J. D. Hedin Construction Company, Inc., Appellant, v. F. S. Bowen Electric Company, Inc., Appellee, 273 F.2d 511 (D.C. Cir. 1960)Annotate this Case
Decided October 8, 1959
As Amended January 11, 1960
Petition for Rehearing Denied January 11, 1960
Mr. J. Roy Thompson, Jr., Washington, D. C., with whom Mr. Bernard J. Gallagher, Washington, D. C., was on the brief, for appellant.
Mr. Irwin Geiger, Washington, D. C., with whom Mr. Michael A. Schuchat, Washington, D. C., was on the brief, for appellee.
Before WILBUR K. MILLER, WASHINGTON and BASTIAN, Circuit Judges.
WASHINGTON, Circuit Judge.
This is a suit for breach of contract. The Hedin Company was general contractor for the construction of a new school building in Maryland. Hedin executed a written agreement in standard form with the Bowen firm, whereby Bowen was named as electrical sub-contractor for the project and agreed to do stated work for the total sum of $310,000. Some six weeks later, Hedin entered into an agreement for the same work with another firm (the A. G. Crunkleton Electric Co.), and notified Bowen that the contract had been "re-awarded." Bowen brought suit for breach of contract. The District Court, sitting without a jury, found for Bowen, and awarded damages.

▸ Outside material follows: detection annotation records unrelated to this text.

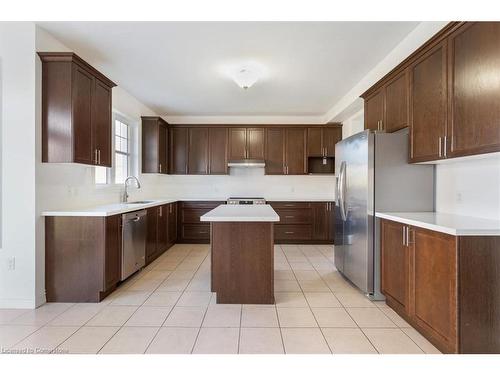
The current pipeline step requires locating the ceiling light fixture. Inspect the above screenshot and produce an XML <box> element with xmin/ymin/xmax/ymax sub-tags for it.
<box><xmin>233</xmin><ymin>68</ymin><xmax>259</xmax><ymax>90</ymax></box>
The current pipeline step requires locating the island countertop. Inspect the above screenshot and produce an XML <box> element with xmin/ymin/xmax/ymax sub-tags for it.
<box><xmin>200</xmin><ymin>204</ymin><xmax>280</xmax><ymax>222</ymax></box>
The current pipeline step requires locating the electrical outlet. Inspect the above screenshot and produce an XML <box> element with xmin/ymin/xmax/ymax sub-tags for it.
<box><xmin>7</xmin><ymin>257</ymin><xmax>16</xmax><ymax>271</ymax></box>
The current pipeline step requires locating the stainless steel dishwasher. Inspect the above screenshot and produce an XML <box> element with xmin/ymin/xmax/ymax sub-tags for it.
<box><xmin>121</xmin><ymin>210</ymin><xmax>147</xmax><ymax>280</ymax></box>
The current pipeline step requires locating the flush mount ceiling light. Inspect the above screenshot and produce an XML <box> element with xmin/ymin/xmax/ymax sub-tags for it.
<box><xmin>233</xmin><ymin>68</ymin><xmax>259</xmax><ymax>90</ymax></box>
<box><xmin>217</xmin><ymin>60</ymin><xmax>269</xmax><ymax>90</ymax></box>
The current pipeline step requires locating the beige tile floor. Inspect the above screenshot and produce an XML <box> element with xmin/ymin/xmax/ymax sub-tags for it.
<box><xmin>0</xmin><ymin>244</ymin><xmax>439</xmax><ymax>354</ymax></box>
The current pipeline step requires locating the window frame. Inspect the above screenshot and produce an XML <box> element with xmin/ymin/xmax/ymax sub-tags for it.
<box><xmin>94</xmin><ymin>112</ymin><xmax>138</xmax><ymax>187</ymax></box>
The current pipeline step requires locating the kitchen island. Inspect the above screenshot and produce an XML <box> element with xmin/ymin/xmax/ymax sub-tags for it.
<box><xmin>200</xmin><ymin>204</ymin><xmax>280</xmax><ymax>304</ymax></box>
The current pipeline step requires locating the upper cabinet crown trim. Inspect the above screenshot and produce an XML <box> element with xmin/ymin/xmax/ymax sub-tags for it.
<box><xmin>37</xmin><ymin>52</ymin><xmax>116</xmax><ymax>87</ymax></box>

On appeal, defendant-appellant Hedin urges chiefly that no enforceable contract with Bowen ever came into effect, saying that Bowen was never approved by the local Board of Education sponsoring the construction project, and that such approval was a prerequisite. The Bowen-Hedin contract does recognize that the Board — which was not a party to it — has "the right to accept or reject the use of any sub-contractor on the construction of the building." But the trial judge found as a fact, on the basis of fully adequate evidence, that the Board of Education "at no time rejected plaintiff but on the contrary expressed itself as fully satisfied with respect to plaintiff's ability to perform the contract and its financial responsibility." True, the record shows that the Board wanted the electrical work to go to Crunkleton, and that Hedin acted as it did in an effort to be obliging. Also, the Board later formally accepted Crunkleton at Hedin's request. But there is no showing that the Board then knew that Hedin had previously entered into a signed contract with Bowen, and we do not think the Board's action amounted to a rejection of Bowen in the contractual sense. Clearly Hedin cannot argue that the Board's unexercised right of rejection relieves Hedin from liability on the contract which it had theretofore executed with Bowen.1 Hedin is bound.

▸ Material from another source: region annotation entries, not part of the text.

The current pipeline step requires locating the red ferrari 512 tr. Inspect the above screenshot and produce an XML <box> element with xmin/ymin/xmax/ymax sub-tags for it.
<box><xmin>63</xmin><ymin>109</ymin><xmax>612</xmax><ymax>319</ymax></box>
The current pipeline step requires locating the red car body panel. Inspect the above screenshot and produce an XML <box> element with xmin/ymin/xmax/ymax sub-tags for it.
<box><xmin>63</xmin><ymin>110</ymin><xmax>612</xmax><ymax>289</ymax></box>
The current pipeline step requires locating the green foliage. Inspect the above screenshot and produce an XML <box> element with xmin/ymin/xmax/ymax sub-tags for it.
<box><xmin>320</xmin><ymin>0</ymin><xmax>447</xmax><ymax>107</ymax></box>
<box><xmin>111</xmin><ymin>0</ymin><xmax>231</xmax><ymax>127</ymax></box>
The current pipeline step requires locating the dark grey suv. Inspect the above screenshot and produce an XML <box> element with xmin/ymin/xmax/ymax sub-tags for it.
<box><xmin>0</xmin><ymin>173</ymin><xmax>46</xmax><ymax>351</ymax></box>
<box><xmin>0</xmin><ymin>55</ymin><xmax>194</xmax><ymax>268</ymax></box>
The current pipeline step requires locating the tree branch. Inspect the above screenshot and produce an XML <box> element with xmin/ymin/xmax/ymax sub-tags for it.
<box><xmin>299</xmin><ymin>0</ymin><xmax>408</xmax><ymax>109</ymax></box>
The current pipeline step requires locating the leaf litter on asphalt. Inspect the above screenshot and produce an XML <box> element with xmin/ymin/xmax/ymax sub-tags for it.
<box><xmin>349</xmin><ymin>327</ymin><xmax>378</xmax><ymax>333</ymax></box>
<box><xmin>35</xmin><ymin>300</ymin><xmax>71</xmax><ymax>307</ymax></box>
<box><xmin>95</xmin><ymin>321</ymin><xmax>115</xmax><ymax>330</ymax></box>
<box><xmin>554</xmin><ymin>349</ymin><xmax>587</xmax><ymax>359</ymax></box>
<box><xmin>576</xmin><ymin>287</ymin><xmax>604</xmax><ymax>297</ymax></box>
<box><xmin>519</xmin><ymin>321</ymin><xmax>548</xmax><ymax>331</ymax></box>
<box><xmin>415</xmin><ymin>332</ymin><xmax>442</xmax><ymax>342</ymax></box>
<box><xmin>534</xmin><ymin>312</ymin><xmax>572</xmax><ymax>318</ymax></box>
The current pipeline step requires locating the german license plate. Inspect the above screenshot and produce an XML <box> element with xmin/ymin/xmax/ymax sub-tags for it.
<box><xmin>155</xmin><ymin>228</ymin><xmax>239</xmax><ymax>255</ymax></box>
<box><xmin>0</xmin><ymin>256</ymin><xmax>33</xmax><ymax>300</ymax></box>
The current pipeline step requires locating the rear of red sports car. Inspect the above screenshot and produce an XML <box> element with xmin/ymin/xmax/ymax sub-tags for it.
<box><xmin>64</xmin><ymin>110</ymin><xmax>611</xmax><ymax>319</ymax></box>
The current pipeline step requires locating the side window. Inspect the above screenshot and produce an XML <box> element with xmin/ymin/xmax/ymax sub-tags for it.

We are constrained, however, to reverse the judgment, by reason of error in the computation of damages by the District Court. The court made an award in the following terms in its findings of fact:
"13. On the basis of all the testimony and exhibits herein, the profits plaintiff could have fairly and reasonably anticipated had defendant permitted it to continue to perform under the aforesaid contract are at least Thirty Thousand Dollars ($30,000.00)."
In its conclusions of law the court said:
"4. Plaintiff has been damaged by defendant in the sum of Thirty Thousand Dollars ($30,000.00) and is entitled to judgment against defendant in that amount.

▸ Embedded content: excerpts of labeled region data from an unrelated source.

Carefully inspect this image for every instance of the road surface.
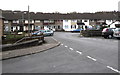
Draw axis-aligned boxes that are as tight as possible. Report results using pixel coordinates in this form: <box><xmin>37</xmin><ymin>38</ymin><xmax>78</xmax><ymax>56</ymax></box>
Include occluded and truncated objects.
<box><xmin>3</xmin><ymin>32</ymin><xmax>120</xmax><ymax>73</ymax></box>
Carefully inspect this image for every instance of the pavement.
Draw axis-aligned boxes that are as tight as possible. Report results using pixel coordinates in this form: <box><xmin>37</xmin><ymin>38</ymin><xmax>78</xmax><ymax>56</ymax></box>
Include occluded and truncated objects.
<box><xmin>0</xmin><ymin>37</ymin><xmax>60</xmax><ymax>60</ymax></box>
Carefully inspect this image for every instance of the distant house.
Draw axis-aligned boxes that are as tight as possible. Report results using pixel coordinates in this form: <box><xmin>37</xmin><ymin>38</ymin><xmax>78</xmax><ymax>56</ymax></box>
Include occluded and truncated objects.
<box><xmin>2</xmin><ymin>10</ymin><xmax>120</xmax><ymax>32</ymax></box>
<box><xmin>0</xmin><ymin>10</ymin><xmax>3</xmax><ymax>39</ymax></box>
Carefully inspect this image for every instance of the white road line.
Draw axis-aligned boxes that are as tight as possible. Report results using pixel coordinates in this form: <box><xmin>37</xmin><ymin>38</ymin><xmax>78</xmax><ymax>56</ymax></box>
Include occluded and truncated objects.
<box><xmin>52</xmin><ymin>37</ymin><xmax>57</xmax><ymax>41</ymax></box>
<box><xmin>107</xmin><ymin>66</ymin><xmax>120</xmax><ymax>73</ymax></box>
<box><xmin>61</xmin><ymin>44</ymin><xmax>63</xmax><ymax>46</ymax></box>
<box><xmin>65</xmin><ymin>46</ymin><xmax>68</xmax><ymax>48</ymax></box>
<box><xmin>87</xmin><ymin>56</ymin><xmax>97</xmax><ymax>61</ymax></box>
<box><xmin>76</xmin><ymin>51</ymin><xmax>82</xmax><ymax>54</ymax></box>
<box><xmin>69</xmin><ymin>48</ymin><xmax>73</xmax><ymax>51</ymax></box>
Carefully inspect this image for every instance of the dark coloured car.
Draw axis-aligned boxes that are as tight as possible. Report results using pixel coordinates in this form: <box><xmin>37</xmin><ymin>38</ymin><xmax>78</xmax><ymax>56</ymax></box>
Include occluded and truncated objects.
<box><xmin>102</xmin><ymin>28</ymin><xmax>115</xmax><ymax>38</ymax></box>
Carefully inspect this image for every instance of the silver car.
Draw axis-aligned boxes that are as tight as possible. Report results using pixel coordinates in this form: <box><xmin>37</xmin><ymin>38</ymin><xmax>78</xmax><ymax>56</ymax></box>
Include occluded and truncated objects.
<box><xmin>113</xmin><ymin>28</ymin><xmax>120</xmax><ymax>39</ymax></box>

"Let judgment be entered accordingly."
At an earlier stage, the judge had reviewed with counsel for both parties the form and content of the draft findings and conclusions proposed by the plaintiff. When asked by defense counsel for an explanation of the amount awarded, the judge replied:
"The $30,000 was arrived at after a complete and thorough analysis of the testimony of the witness Phelps, in which I cut down his approximations. I did not believe that they were warranted. I think we arrived at $27,000, wasn't it, and then I merely added the $3,000 to make it an even number."
The action of the judge in adding $3,000 to the award "to make it an even number" was clearly improper. Litigants' funds are not to be dealt with so lightly. Further, the $27,000 figure does not appear to have any sound legal or evidentiary basis. The "witness Phelps," referred to by the judge, was an electrical contractor, offered as an expert by the defendant Hedin. Phelps testified that in his opinion the work would have cost $330,518, as against the contract price of $310,000, resulting in a loss of $20,518. How the court converted this into a profit of $27,000 is not clear. (Plaintiff claimed it would have made profits totaling $53,713 — almost exactly twice the figure of $27,000 arrived at by the court.) The "approximations" to which Phelps testified were his estimates of the probable cost of necessary labor and materials, viewed as of the date of the contract. Whether or not these "approximations" were accurate is not, of course, our task to say. But it does not appear that the trial judge acted on the basis of the evidence offered by either party, or the governing principles of law, in cutting them down. Plaintiff's computation of $53,713 in lost profits was arrived at in the following manner: At the time of the bid, plaintiff estimated the probable profits which it would make at $19,537. At the trial, plaintiff added to this figure certain so-called "savings" of $38,776. These "savings" were largely, if not entirely, based on the fact that certain materials turned out to be obtainable on the market at lower prices during the year following the contract. From the total figure of $58,313 thus reached plaintiff deducted items totaling $4,600, covering mathematical errors and a subsequent wage rate increase. The net figure of $53,713 thus to a substantial degree reflected events which occurred after the contract was executed, and after its breach.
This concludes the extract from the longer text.